Mick Schumacher diz saber que o seu sobrenome “não é uma garantia” de um futuro na Fórmula 1. Depois do filho de Michael Schumacher, há um ano ter chegado à Fórmula 2, a Ferrari já lhe conseguiu dois testes, com a Ferrari e Alfa Romeo, mas o jovem Schumacher não tem tido vida fácil na Fórmula 2: “Em termos globais estou feliz com o meu andamento durante a temporada, os dados mostram que existiram apenas três corridas em que não tive ritmo, mas o mais importante foi o que aprendi durante o ano de 2019, especialmente em termos de gestão de pneus, que é provavelmente a parte mais crucial na Fórmula 2.
Este ano, não só quero continuar a melhorar, mas também quero ser capaz de lutar contra os melhores pilotos”, disse o jovem Schumacher que já percebeu que o nome o ajuda em muitos aspetos, mas também lhe coloca uma pressão, que, por exemplo, Bruno Senna nunca conseguiu ultrapassar: “Sei que tenho de fazer muito melhor na F2, estou bem ciente de que se eu quiser chegar à Fórmula 1, tenho que ter um bom desempenho na Fórmula 2. Nenhum piloto chega à F1 por causa do apelido. Isso de modo nenhum é uma garantia”.

Convém não esquecer, tomando novamente como exemplo Bruno Senna, que Michael Schumacher e Ayrton Senna são dois dois dos melhores pilotos de sempre da história, se não os dois melhores e os seus, filho e sobrinho, respetivamente, podem ter boas carreiras sem precisar de chegar à F1, e que toda a gente os ‘pressione’ por causa do nome.

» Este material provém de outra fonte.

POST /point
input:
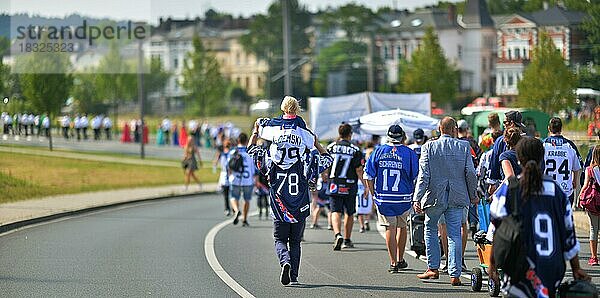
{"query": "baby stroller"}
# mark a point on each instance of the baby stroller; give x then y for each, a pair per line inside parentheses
(484, 249)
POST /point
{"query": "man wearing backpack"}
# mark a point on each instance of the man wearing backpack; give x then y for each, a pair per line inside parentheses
(241, 179)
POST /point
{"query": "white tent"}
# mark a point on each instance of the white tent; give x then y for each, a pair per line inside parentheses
(378, 123)
(327, 113)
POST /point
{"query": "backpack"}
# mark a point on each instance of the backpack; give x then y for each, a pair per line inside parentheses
(510, 251)
(590, 199)
(236, 162)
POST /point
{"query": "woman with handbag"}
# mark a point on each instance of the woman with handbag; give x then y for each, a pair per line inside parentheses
(190, 163)
(590, 201)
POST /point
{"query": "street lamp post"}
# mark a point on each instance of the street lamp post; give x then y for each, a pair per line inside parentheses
(141, 93)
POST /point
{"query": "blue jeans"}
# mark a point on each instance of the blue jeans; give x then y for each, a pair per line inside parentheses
(284, 233)
(453, 217)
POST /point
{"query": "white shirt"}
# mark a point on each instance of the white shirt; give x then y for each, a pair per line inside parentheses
(84, 122)
(166, 124)
(66, 121)
(46, 122)
(106, 122)
(245, 178)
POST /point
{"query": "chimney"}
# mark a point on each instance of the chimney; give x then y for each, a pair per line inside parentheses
(452, 13)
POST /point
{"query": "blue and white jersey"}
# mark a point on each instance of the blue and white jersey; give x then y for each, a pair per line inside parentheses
(394, 169)
(548, 227)
(246, 177)
(289, 165)
(561, 157)
(290, 139)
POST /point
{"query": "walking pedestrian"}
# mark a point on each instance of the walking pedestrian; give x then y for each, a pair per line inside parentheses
(346, 170)
(242, 178)
(391, 171)
(291, 142)
(190, 163)
(107, 125)
(96, 124)
(166, 128)
(561, 159)
(547, 230)
(512, 119)
(447, 190)
(589, 198)
(221, 159)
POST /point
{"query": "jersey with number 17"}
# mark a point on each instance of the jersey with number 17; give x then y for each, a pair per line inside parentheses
(394, 169)
(561, 158)
(290, 164)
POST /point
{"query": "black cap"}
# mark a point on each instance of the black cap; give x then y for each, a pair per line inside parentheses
(396, 132)
(516, 117)
(419, 134)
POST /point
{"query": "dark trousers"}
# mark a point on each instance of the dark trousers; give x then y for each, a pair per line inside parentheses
(287, 233)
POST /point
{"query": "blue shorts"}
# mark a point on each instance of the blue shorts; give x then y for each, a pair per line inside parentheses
(236, 192)
(463, 220)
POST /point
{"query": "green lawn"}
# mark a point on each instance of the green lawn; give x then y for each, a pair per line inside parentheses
(25, 176)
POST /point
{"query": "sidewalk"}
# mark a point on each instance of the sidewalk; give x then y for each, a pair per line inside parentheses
(30, 209)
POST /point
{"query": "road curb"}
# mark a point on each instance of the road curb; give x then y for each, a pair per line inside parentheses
(33, 221)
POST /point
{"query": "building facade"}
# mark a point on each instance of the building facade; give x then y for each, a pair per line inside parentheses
(517, 36)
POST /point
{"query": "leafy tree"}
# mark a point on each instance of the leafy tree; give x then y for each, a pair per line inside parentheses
(46, 83)
(547, 82)
(342, 56)
(591, 27)
(429, 71)
(265, 39)
(203, 81)
(589, 77)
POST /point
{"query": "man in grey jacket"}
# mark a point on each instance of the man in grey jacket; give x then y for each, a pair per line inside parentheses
(446, 185)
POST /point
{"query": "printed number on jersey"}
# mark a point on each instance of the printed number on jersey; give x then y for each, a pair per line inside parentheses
(544, 242)
(345, 159)
(388, 174)
(563, 169)
(292, 182)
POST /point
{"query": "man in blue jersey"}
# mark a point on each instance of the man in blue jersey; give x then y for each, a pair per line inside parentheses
(391, 171)
(512, 119)
(445, 185)
(289, 168)
(562, 161)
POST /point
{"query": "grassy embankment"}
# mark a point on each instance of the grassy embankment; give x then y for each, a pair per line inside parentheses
(25, 176)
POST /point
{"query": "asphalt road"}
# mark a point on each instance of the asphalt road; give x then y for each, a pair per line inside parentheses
(157, 249)
(104, 146)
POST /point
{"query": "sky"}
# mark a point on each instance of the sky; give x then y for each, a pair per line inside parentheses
(151, 10)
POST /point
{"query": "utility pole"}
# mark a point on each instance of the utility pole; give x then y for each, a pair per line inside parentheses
(287, 87)
(141, 94)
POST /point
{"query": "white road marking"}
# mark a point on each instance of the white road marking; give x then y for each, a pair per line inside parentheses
(211, 257)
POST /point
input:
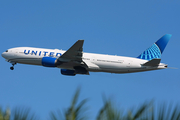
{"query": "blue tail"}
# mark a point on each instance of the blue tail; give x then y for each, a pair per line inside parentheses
(156, 49)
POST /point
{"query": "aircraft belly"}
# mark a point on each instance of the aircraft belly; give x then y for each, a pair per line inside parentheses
(28, 59)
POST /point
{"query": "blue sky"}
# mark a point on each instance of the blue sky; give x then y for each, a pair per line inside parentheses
(115, 27)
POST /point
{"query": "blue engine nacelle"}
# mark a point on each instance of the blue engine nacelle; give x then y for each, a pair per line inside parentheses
(49, 61)
(68, 72)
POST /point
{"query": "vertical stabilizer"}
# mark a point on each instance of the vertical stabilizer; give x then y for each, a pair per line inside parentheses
(156, 49)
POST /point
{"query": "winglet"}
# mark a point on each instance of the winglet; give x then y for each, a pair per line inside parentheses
(156, 49)
(152, 63)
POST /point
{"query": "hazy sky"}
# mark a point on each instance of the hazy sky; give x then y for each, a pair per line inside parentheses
(115, 27)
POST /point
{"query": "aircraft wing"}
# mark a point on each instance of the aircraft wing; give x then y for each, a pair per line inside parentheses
(73, 57)
(74, 53)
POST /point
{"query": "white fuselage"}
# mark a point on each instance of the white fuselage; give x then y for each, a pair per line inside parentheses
(94, 62)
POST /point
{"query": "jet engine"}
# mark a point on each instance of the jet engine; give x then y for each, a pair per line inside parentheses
(49, 61)
(68, 72)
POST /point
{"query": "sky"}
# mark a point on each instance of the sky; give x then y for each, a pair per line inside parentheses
(116, 27)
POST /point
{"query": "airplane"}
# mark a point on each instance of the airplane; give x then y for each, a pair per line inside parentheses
(75, 61)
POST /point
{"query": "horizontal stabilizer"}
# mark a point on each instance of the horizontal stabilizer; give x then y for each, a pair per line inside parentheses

Bruno Senna construiu a sua carreira, que é bem digna e o jovem Mick Schumacher, quer queiramos, quer não, já está na F2, portanto algo de bom deve ter feito até aqui. Pode haver quem alegue que havia outros muitos melhores para estar no seu lugar. Talvez. Mas qual de nós não faria o mesmo que o jovem Mick Schumacher e Bruno Senna fizeram: tentar.